Visibility & Metadata Management

All datasets, tables, workflows, and transformations are annotated with:

  • Technical metadata (schemas, file structures, timestamps)
  • Semantic metadata (ontologies, biological entities)
  • Governance metadata (ownership, policies)
  • Lineage graphs (input → transformation → output)

These metadata enrichments allow users and automated agents to reason about data relationships.

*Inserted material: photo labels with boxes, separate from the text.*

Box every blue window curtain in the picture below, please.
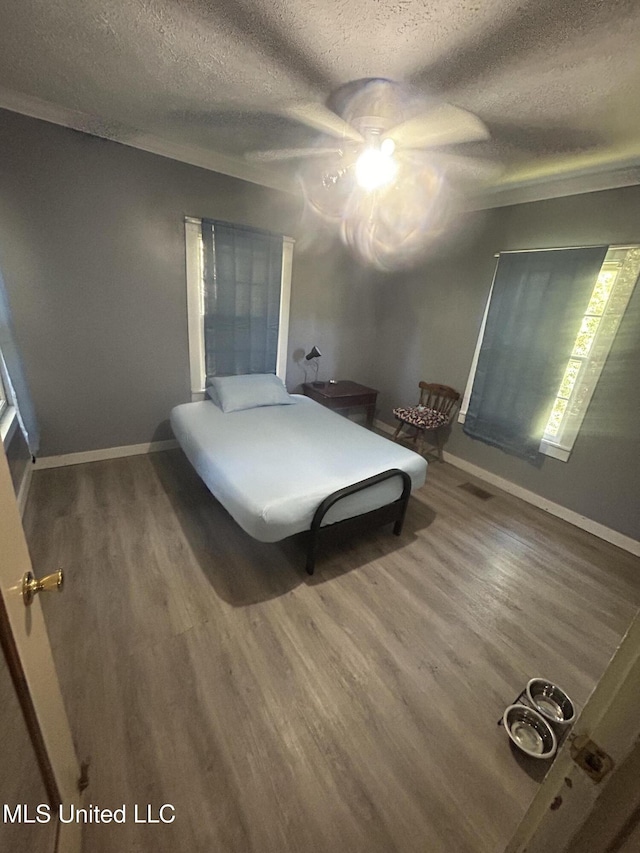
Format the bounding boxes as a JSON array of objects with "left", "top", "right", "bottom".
[
  {"left": 0, "top": 264, "right": 40, "bottom": 458},
  {"left": 202, "top": 219, "right": 283, "bottom": 377},
  {"left": 463, "top": 246, "right": 608, "bottom": 461}
]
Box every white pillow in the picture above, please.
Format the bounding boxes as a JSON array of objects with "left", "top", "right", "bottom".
[{"left": 210, "top": 373, "right": 295, "bottom": 412}]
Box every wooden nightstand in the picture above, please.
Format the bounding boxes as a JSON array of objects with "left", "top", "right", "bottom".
[{"left": 302, "top": 379, "right": 378, "bottom": 429}]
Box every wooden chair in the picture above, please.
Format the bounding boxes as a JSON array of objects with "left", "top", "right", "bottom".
[{"left": 393, "top": 382, "right": 460, "bottom": 462}]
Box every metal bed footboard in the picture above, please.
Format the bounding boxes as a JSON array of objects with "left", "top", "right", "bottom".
[{"left": 306, "top": 468, "right": 411, "bottom": 575}]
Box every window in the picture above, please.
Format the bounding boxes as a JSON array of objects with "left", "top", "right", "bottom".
[
  {"left": 185, "top": 217, "right": 293, "bottom": 396},
  {"left": 459, "top": 246, "right": 640, "bottom": 461}
]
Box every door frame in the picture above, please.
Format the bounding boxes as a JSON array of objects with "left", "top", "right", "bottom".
[
  {"left": 0, "top": 442, "right": 82, "bottom": 853},
  {"left": 504, "top": 611, "right": 640, "bottom": 853}
]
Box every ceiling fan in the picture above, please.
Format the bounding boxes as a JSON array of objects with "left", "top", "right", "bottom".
[
  {"left": 246, "top": 78, "right": 496, "bottom": 269},
  {"left": 246, "top": 78, "right": 495, "bottom": 191}
]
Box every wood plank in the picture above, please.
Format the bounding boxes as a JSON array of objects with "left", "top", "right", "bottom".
[{"left": 25, "top": 451, "right": 640, "bottom": 853}]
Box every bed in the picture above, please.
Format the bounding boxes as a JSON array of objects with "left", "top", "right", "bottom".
[{"left": 171, "top": 374, "right": 427, "bottom": 574}]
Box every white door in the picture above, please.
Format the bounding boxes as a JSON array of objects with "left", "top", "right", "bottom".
[
  {"left": 0, "top": 442, "right": 81, "bottom": 853},
  {"left": 505, "top": 614, "right": 640, "bottom": 853}
]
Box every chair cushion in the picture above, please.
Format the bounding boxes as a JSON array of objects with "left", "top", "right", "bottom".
[{"left": 393, "top": 406, "right": 448, "bottom": 429}]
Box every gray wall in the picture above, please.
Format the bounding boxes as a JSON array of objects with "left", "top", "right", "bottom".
[
  {"left": 5, "top": 427, "right": 31, "bottom": 495},
  {"left": 0, "top": 111, "right": 361, "bottom": 456},
  {"left": 376, "top": 187, "right": 640, "bottom": 539},
  {"left": 0, "top": 111, "right": 640, "bottom": 538}
]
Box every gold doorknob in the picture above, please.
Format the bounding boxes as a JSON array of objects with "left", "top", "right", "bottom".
[{"left": 22, "top": 569, "right": 64, "bottom": 606}]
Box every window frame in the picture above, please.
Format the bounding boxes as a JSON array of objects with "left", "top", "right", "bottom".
[
  {"left": 458, "top": 244, "right": 640, "bottom": 462},
  {"left": 184, "top": 216, "right": 295, "bottom": 400}
]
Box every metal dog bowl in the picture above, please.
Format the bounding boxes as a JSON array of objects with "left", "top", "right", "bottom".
[
  {"left": 526, "top": 678, "right": 576, "bottom": 728},
  {"left": 502, "top": 705, "right": 558, "bottom": 758}
]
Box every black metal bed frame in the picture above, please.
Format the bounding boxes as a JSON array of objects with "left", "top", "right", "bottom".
[{"left": 306, "top": 468, "right": 411, "bottom": 575}]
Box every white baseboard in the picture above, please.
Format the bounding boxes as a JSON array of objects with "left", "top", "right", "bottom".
[
  {"left": 16, "top": 458, "right": 33, "bottom": 518},
  {"left": 374, "top": 420, "right": 640, "bottom": 557},
  {"left": 33, "top": 438, "right": 178, "bottom": 471}
]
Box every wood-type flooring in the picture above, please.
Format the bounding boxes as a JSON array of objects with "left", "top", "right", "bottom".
[{"left": 25, "top": 450, "right": 640, "bottom": 853}]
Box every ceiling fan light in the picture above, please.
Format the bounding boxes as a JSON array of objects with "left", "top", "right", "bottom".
[{"left": 356, "top": 148, "right": 398, "bottom": 190}]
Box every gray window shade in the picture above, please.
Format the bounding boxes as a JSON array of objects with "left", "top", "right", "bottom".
[
  {"left": 463, "top": 246, "right": 607, "bottom": 461},
  {"left": 202, "top": 219, "right": 283, "bottom": 376}
]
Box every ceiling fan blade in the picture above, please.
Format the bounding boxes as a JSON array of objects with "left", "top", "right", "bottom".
[
  {"left": 244, "top": 148, "right": 342, "bottom": 163},
  {"left": 385, "top": 104, "right": 489, "bottom": 148},
  {"left": 282, "top": 102, "right": 364, "bottom": 142}
]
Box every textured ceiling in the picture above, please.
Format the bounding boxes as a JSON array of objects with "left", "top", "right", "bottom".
[{"left": 0, "top": 0, "right": 640, "bottom": 201}]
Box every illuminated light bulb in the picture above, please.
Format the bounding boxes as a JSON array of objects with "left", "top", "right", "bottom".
[
  {"left": 380, "top": 136, "right": 396, "bottom": 157},
  {"left": 356, "top": 147, "right": 398, "bottom": 190}
]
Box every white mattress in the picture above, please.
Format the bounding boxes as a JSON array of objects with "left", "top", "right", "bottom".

Trust, Reproducibility, and Scientific Integrity

The Lakehouse architecture ensures:

  • Reproducible computational paths
  • Transparent data transformations
  • Stable references to dataset versions via Delta Lake’s time travel
  • Compliance with FAIR data principles

This strengthens scientific rigor and reduces uncertainty in downstream analyses and modeling efforts.

Summary

The KBase Data Lakehouse architecture is built to support the future of BER-wide, cross-program data integration. Its core principles—compute portability, tenant autonomy, collaborative access, flexible ingestion, and robust lineage—combine to deliver a scalable and trustworthy platform for data-intensive scientific discovery.

It is the foundation upon which next-generation AI-assisted data ecosystems, automated reasoners, and federated scientific knowledge graphs will be built.